Supporting Emotional Regulation in Students
Emotional regulation is the process of consciously managing emotions, to achieve personal growth, fulfilment and goal satisfaction (Mayer & Salovey, 1997).
It is a key skill for well-being and resilience in young people and is also vital in order for them to develop their potential in many other areas, including academic success.
This talk explores emotional regulation and provides practical strategies for teachers to support the development of this skill in students.
Supporting Anxious Students
Anxiety can have different symptoms, and usually causes distress to young people and limits their experiences.
It’s helpful to know that there are many things that teachers can do to help, including striking a balance between support and empowerment.
This talk will outline the protective factors in supporting young people, as well as offering several evidence-based coping strategies.
Nurturing Self-Compassion in Students
Self-compassion is vital for well-being, mental health and resilience. When we treat ourselves with self-compassion, it means we treat ourselves with the same kindness as we would show to a good friend.
Benefits include lower levels of anxiety and depression as well as greater
levels of well-being and happiness (Neff, 2003).
Many students lack self-compassion and are very critical of themselves and judge themselves very harshly, especially at times of disappointment or failure. They are also faced with increasing pressures, and our modern culture bombards them with often unattainable standards, which can often make them feel that they aren’t quite good enough by comparison.
This can lead to decreased levels of confidence, mental health and self-worth. Learning to practise self-compassion is vital from an early age as an antidote to these pressures.
This talk explores the concept of self-compassion as well as providing practical suggestions for nurturing it in students.
Placing Well-Being at the Heart of Your Teaching
Well-being and mental health are the essential foundations to help students to flourish and reach their potential.
Now, with the added challenges that students have faced over the last 2
years, it is more important than ever for us to nurture their well-being and mental health and put it at the heart of our teaching.
This talk outlines many practical ways for teachers to do this in day-to day classroom life.
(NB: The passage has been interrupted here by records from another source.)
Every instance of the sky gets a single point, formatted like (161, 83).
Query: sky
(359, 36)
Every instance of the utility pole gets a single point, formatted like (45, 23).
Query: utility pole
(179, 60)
A combination of support and skills is essential, with an emphasis on building positive relationships, supporting emotional regulation, enhancing positivity and promoting healthy, helpful thinking.
Promoting Self-Efficacy and Growth Mindset in Students
‘Self- belief does not necessarily ensure success, but self-disbelief assuredly spawns failure’ – Albert Bandura
The beliefs that we have in our own abilities, known as self-efficacy beliefs, play a powerful role in our resilience, well-being and growth towards reaching our potential.
There are many ways to increase self-efficacy, including developing a growth mindset (Dweck, 2012).
Growth mindset is the understanding that our talents and abilities are not fixed, but that they can be developed through effort, practice and persistence.
This talk explores both concepts and show how they are linked, as well as providing practical suggestions for developing self-efficacy and growth mindset, both in ourselves and in our students.